SUARAMALANG.COM, Jakarta – Pemerintah Provinsi DKI Jakarta harus melakukan penyesuaian besar terhadap struktur keuangannya setelah Kementerian Keuangan memangkas Dana Bagi Hasil (DBH) untuk tahun anggaran 2026. Total pemangkasan mencapai hampir Rp15 triliun, membuat nilai Anggaran Pendapatan dan Belanja Daerah (APBD) Jakarta turun signifikan dari Rp95 triliun menjadi sekitar Rp79 triliun.

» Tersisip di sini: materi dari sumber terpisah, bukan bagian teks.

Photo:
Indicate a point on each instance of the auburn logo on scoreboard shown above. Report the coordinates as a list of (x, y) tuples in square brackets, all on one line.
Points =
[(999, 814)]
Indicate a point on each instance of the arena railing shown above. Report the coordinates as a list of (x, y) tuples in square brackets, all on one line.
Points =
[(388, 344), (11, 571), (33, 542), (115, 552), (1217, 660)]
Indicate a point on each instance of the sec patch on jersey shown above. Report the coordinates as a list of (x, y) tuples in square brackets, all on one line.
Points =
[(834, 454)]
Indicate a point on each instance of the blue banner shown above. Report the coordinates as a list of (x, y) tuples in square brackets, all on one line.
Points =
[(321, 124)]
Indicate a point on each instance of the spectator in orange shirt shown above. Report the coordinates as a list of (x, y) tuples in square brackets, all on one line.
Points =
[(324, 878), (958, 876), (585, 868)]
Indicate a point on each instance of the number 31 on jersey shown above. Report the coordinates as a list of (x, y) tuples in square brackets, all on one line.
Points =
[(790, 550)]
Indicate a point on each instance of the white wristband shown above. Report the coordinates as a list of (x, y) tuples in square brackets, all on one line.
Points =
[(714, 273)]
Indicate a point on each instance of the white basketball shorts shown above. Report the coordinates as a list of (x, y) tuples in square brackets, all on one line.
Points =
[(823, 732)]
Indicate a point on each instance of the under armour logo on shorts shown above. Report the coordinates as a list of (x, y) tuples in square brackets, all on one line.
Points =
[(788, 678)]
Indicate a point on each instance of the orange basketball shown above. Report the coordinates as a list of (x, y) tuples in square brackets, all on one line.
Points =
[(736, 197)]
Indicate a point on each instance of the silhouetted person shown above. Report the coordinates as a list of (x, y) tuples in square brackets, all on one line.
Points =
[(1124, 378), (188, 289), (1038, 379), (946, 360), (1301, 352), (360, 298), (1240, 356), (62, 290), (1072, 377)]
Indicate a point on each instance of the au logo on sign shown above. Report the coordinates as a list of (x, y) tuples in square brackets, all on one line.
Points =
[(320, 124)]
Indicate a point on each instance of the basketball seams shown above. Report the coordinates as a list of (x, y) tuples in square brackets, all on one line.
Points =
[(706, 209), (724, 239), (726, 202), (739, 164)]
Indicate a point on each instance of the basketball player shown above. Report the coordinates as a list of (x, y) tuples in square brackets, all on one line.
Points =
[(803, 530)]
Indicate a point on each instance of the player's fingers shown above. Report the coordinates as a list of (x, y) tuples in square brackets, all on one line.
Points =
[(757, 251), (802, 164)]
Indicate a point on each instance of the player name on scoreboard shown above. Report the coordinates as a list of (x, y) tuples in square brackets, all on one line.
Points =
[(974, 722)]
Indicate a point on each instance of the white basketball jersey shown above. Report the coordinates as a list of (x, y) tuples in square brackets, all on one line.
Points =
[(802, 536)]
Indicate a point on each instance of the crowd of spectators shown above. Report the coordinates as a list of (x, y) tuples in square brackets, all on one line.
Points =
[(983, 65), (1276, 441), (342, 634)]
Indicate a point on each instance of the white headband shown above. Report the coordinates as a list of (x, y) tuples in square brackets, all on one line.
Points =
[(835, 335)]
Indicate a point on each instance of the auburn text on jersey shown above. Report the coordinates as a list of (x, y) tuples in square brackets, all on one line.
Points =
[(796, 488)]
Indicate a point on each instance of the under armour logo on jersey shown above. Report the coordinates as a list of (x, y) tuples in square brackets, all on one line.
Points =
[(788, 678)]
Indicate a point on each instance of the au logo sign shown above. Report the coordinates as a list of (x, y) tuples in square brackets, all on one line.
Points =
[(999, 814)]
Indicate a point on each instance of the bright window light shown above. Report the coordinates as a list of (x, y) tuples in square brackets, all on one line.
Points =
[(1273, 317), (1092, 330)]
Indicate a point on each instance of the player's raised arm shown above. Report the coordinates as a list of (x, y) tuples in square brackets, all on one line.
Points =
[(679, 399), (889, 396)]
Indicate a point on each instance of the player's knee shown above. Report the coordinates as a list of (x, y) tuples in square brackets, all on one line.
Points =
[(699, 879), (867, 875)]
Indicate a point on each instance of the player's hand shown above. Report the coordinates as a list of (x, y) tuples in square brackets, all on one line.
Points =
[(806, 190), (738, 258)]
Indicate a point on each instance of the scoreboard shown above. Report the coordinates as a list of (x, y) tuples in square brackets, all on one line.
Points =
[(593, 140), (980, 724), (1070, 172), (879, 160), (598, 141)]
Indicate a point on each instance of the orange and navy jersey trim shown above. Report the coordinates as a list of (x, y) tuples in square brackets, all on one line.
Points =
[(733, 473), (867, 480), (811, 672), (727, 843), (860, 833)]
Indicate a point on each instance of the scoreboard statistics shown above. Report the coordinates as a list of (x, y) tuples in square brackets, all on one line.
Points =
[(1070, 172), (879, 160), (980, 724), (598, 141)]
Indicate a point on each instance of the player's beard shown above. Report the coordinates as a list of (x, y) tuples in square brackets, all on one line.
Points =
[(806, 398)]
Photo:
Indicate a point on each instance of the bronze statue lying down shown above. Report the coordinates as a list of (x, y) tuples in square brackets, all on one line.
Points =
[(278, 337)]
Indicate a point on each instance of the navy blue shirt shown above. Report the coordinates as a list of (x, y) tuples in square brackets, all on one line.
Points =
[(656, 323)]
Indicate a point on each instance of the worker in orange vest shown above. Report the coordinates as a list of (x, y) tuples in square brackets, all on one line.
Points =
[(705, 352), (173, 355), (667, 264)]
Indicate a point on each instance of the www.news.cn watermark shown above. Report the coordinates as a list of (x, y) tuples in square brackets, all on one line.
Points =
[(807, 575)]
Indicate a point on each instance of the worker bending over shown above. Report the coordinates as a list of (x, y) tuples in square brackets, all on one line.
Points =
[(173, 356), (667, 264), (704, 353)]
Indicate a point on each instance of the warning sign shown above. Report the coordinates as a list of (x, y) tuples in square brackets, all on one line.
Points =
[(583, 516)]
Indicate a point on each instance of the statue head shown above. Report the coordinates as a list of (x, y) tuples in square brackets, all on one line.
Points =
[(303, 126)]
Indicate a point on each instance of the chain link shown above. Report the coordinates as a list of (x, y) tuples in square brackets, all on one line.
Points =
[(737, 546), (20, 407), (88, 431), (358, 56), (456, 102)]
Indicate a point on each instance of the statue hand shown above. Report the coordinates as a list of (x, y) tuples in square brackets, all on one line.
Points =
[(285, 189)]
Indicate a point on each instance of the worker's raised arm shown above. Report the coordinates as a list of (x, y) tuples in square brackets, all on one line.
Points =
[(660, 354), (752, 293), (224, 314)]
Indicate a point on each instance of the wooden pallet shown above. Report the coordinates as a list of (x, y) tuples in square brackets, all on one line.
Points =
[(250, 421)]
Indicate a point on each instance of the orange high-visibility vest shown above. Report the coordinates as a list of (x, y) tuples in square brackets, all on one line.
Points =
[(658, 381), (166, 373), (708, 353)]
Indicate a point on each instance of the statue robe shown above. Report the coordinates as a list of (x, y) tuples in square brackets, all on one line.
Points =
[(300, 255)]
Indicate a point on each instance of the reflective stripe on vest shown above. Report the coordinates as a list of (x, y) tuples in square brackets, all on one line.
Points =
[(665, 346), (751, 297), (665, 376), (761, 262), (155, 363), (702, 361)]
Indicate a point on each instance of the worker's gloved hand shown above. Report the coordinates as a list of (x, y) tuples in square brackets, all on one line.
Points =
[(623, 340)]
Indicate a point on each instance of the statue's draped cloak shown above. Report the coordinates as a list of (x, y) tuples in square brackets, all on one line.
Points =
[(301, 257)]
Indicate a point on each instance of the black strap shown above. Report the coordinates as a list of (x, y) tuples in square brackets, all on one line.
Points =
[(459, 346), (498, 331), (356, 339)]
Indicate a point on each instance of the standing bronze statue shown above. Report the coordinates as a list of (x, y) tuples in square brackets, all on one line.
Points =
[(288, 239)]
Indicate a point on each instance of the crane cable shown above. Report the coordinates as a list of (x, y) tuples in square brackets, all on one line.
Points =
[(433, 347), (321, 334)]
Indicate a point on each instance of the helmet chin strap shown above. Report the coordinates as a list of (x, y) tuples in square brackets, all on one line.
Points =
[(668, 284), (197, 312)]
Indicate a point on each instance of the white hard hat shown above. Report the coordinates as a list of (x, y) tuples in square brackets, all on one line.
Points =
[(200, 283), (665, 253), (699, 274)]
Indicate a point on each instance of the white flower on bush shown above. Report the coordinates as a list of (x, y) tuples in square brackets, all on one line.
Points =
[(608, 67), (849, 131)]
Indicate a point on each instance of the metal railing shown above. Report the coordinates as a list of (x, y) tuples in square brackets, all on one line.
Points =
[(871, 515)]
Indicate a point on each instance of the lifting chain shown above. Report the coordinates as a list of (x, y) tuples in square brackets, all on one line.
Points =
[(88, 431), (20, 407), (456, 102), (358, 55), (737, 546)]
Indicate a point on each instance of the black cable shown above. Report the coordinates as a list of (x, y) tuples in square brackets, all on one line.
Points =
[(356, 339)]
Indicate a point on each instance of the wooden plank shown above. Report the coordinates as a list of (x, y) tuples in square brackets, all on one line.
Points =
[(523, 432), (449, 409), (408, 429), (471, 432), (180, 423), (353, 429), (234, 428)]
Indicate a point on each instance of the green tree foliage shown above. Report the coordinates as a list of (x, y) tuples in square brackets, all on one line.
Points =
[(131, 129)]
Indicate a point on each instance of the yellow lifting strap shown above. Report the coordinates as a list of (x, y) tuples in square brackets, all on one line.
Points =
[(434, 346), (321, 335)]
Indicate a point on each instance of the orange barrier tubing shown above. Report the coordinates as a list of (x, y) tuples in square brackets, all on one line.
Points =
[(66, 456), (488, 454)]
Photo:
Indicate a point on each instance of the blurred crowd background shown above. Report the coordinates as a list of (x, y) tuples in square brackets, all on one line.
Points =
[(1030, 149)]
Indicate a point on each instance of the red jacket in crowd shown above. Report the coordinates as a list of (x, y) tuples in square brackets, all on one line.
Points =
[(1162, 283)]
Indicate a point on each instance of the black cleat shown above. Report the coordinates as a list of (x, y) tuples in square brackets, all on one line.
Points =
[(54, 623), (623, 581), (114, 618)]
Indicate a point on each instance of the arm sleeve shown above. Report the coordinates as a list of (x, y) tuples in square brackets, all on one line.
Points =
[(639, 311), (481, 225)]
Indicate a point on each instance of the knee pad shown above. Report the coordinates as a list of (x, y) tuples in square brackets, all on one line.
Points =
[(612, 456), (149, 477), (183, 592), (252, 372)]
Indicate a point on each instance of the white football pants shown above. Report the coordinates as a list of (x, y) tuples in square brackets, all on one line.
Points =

Pemangkasan ini dilakukan seiring kebijakan fiskal nasional yang sedang diperketat akibat tekanan terhadap pendapatan negara. Menteri Keuangan Purbaya Yudhi Sadewa menjelaskan, langkah tersebut diambil karena adanya keterbatasan pada sisi fiskal pemerintah pusat. Meski demikian, ia memastikan pemangkasan tersebut bersifat sementara dan dapat dievaluasi kembali pertengahan tahun depan.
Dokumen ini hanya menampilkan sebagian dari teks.